Bien innocente, au fond, mon histoire ; jugez-en :

Je vous ai dit comment votre ami l’amiral Le Kelpudubec supportait malaisément les loisirs de la retraite. Plus grincheux cent fois encore que par le passé, son unique occupation est de critiquer tout ce qui se fait dans la marine depuis qu’elle est privée de ses services et il accable le ministère de mémoires injurieux pour toutes les inventions de ses successeurs. Force est cependant au ministère de le remercier régulièrement de ses éminents travaux et de lui affirmer qu’ils ont été lus avec le plus vif intérêt. Le fait est que, comme ils servent généralement à hausser le siége des surnuméraires qui n’ont pas encore droit à un rond de cuir, on peut dire d’une certaine façon que ces jeunes gens ont constamment l’œil dessus.

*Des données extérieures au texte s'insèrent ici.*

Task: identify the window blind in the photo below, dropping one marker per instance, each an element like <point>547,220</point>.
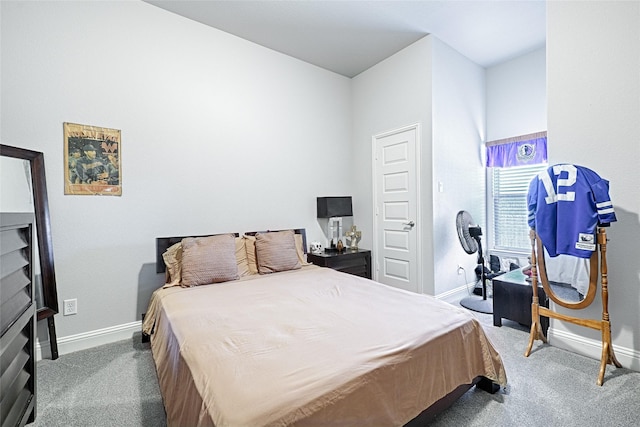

Non content de forcer ainsi le gouvernement à des débauches de papier et d’expéditionnaires, il cultive personnellement la découverte et il ne se passe pas de mois ou une malheureuse commission ne soit convoquée pour choisir quelque instrument nautique imaginé par le vieux rabâcheur. Qui dit commission, dit séance, dit rapport, dit temps perdu. Ce n’est pas de scepticisme, comme on l’a prétendu, que meurt la France, mais de commissions. Le Kelpudubec que sa colère rend mauvais citoyen, le sait et en abuse. À l’entendre, il y a longtemps que nos vaisseaux seraient les mieux armés du monde entier si on l’écoutait, et si le sceptre des mers appartient encore à l’Angleterre, c’est que nul n’est prophète dans son pays. Les aspirants, qui sont toujours un peu révolutionnaires, se disent tout bas que Le Kelpudubec est un génie méconnu. De vous à moi, c’est tout simplement une vieille canaille et une vieille bête. Mais on gagne toujours quelque chose à débiner le gouvernement.

III

Donc, il y a quinze jours à peine, on expérimentait un nouveau canon dû à ses veilles. Ce canon devait porter si loin qu’il eût permis aux artilleurs de Calais d’incommoder sérieusement les côtes de la Grande-Bretagne. Tout un état-major avait été convoqué à Brest, pour l’examen de cet engin auquel Le Kelpudubec se proposait de donner son nom. Lui-même assistait, bien entendu, à l’épreuve et comptait sur son succès pour décider Damoiselle Yolande de la Grenouillère, veuve La Rondeur de Montfessier, personne très opulente, à unir légalement ses débris aux siens. C’était donc une séance solennelle et, le temps étant un peu gros, on choisit deux matelots expérimentés, Lohic et Nicolas, pour monter la yole qui devait aller poser, à dix kilomètres d’abord, c’est-à-dire en pleine mer, la bouée supportant la cible, comme cela se pratique d’ailleurs ordinairement.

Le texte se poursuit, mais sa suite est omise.